ENHANCED AEROGEL FABRICATION
Ben M. Gauthier (Ann Anderson), Department of Mechanical Engineering, Union College, Schenectady, New York 12308

Referred to as frozen fog, aerogels are nanostructures consisting of approximately 90-99% air. With the lowest density of any solid, aerogels have the lowest known thermal, electrical, and acoustical conductivities. Aerogels are fabricated by applying sol-gel chemistry to produce a polymer matrix, and a carefully controlled solvent exchange to replace the original solvent (usually an alcohol) with the desired solvent, air. The underlying obstacle in the fabrication of an aerogel is that any surface tension in the gel will inevitably lead to fracture. One method of fractureless evacuation involves a supercritical fluid exchange with CO2 in a pressure vessel. While specimens can be produced this way, the method is costly, and monolithic sizes are limited by the size of the pressure vessel. Ambient pressure techniques are also used, but have not yet proven fully reliable.
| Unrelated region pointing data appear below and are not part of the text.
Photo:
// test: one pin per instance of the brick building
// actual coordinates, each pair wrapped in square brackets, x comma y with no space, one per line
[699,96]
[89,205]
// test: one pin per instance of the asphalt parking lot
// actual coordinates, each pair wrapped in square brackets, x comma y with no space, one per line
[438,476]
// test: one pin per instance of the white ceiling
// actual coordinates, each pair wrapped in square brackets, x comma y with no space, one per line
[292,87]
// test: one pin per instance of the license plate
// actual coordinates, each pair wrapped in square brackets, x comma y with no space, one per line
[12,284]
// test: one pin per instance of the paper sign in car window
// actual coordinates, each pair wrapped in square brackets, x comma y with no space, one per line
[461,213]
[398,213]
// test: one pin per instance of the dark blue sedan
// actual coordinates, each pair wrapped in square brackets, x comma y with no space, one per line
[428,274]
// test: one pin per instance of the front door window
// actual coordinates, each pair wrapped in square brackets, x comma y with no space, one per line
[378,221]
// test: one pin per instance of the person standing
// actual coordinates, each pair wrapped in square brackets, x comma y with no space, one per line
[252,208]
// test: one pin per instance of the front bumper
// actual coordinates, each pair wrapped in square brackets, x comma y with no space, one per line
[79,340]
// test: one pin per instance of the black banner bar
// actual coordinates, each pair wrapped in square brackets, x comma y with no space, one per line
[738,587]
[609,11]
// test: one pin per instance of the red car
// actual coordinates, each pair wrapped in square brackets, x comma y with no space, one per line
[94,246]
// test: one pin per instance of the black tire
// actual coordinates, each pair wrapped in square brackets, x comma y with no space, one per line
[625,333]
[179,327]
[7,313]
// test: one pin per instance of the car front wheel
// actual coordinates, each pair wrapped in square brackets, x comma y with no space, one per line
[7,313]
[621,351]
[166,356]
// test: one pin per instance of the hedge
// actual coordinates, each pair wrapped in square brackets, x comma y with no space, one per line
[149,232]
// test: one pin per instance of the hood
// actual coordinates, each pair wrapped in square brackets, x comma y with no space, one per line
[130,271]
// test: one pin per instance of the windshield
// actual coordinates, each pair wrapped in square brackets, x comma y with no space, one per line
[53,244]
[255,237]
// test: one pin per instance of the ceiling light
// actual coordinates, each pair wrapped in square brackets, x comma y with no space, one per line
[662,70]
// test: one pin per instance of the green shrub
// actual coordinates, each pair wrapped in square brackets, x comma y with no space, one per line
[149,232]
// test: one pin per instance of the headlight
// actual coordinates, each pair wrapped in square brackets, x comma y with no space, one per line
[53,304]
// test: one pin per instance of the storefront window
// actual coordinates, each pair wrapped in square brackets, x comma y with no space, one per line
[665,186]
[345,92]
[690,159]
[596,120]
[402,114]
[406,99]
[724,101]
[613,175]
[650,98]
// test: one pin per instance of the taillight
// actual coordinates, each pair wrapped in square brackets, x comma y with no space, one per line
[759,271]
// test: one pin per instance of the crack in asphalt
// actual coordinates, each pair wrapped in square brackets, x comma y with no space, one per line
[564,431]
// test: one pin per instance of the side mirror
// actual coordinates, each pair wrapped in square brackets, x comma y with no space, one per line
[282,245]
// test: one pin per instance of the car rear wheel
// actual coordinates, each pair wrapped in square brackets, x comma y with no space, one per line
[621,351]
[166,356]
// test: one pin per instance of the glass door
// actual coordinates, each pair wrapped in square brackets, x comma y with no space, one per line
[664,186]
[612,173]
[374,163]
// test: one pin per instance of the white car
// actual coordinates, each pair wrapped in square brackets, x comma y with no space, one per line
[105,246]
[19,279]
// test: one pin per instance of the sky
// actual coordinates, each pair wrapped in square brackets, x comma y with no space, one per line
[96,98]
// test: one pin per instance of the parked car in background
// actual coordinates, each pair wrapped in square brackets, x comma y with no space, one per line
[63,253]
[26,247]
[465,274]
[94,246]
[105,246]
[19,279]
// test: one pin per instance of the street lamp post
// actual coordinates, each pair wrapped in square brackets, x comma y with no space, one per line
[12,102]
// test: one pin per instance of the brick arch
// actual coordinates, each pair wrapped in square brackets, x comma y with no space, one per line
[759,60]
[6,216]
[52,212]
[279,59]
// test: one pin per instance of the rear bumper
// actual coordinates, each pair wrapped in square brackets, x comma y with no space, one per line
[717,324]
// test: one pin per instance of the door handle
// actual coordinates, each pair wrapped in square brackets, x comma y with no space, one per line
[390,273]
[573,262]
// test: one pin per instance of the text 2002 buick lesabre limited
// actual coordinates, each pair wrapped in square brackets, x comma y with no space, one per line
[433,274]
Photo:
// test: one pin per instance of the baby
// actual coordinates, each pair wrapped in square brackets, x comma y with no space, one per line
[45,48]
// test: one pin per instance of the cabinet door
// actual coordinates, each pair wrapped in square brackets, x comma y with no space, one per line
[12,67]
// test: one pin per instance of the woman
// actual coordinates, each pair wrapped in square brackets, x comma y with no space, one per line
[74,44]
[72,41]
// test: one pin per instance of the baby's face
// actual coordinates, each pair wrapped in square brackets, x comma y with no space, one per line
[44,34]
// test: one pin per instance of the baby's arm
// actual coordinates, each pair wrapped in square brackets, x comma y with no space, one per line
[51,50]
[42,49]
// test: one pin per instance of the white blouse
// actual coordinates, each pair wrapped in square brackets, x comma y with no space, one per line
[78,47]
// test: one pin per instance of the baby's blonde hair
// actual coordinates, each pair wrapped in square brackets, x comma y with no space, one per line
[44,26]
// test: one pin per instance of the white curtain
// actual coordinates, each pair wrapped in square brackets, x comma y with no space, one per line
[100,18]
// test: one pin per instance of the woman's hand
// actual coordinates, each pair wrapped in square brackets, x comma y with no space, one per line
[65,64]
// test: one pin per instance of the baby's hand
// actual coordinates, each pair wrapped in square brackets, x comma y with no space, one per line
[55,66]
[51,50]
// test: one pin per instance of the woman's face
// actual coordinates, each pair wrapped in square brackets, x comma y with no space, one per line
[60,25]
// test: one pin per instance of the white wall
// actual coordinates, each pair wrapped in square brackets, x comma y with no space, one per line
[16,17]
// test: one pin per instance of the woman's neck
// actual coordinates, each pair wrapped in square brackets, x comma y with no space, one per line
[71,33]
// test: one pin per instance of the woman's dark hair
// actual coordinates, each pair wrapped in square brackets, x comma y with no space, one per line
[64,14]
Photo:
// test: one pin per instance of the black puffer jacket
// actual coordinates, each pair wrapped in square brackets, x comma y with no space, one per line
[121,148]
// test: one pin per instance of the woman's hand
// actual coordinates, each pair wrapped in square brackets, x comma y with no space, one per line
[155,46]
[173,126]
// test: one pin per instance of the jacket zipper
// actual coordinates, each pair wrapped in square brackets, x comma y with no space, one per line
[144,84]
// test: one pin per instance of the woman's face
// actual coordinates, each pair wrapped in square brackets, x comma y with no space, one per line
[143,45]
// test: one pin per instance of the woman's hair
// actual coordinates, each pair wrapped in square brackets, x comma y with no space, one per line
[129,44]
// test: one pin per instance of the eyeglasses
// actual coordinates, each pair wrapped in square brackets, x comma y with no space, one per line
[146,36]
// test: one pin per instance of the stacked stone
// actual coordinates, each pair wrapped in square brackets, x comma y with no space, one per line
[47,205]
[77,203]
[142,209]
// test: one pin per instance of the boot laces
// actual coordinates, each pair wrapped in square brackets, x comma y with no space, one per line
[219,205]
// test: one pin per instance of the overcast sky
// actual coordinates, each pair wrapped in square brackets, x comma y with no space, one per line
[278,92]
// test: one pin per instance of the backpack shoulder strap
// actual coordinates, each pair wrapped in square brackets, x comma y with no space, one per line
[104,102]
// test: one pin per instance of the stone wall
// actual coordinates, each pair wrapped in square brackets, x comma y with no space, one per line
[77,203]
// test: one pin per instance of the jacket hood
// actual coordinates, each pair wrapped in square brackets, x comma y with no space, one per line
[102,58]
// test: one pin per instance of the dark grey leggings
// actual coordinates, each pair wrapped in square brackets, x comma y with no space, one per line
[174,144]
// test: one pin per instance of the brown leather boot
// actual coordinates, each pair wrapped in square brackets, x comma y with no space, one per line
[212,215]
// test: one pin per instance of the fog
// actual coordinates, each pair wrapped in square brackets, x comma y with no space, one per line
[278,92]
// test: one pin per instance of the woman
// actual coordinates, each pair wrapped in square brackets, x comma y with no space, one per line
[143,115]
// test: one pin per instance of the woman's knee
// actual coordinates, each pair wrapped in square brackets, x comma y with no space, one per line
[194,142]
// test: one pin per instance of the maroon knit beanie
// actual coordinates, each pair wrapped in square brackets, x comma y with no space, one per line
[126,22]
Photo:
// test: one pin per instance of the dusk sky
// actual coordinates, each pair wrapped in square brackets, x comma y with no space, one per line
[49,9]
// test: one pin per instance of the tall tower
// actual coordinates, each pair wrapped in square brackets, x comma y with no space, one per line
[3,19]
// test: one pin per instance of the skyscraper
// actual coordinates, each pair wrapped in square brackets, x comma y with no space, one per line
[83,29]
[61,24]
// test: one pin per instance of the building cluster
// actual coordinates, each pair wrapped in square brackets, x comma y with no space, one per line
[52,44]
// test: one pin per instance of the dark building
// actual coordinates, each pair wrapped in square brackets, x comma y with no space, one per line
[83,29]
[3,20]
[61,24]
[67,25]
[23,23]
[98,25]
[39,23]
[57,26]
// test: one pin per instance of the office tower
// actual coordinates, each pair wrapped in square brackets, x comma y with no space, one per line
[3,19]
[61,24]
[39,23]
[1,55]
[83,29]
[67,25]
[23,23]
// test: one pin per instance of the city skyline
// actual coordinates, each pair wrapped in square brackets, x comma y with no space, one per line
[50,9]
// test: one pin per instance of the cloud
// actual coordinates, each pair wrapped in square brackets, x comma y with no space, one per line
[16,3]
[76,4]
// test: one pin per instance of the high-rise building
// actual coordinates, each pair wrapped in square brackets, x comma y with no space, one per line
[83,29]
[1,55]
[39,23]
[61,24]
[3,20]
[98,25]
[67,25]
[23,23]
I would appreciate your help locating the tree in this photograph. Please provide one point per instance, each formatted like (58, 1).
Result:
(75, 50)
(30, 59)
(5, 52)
A third solution, recently developed at Lawrence Livermore uses the supercritical state of a fluid in a one-step, contained mold process. My presentation will describe a new technique developed at Union College to manufacture aerogels based on the contained mold process. This approach, if successful, could yield aerogel monoliths in minutes, as opposed to hours or weeks, with reduced costs and minimal waste.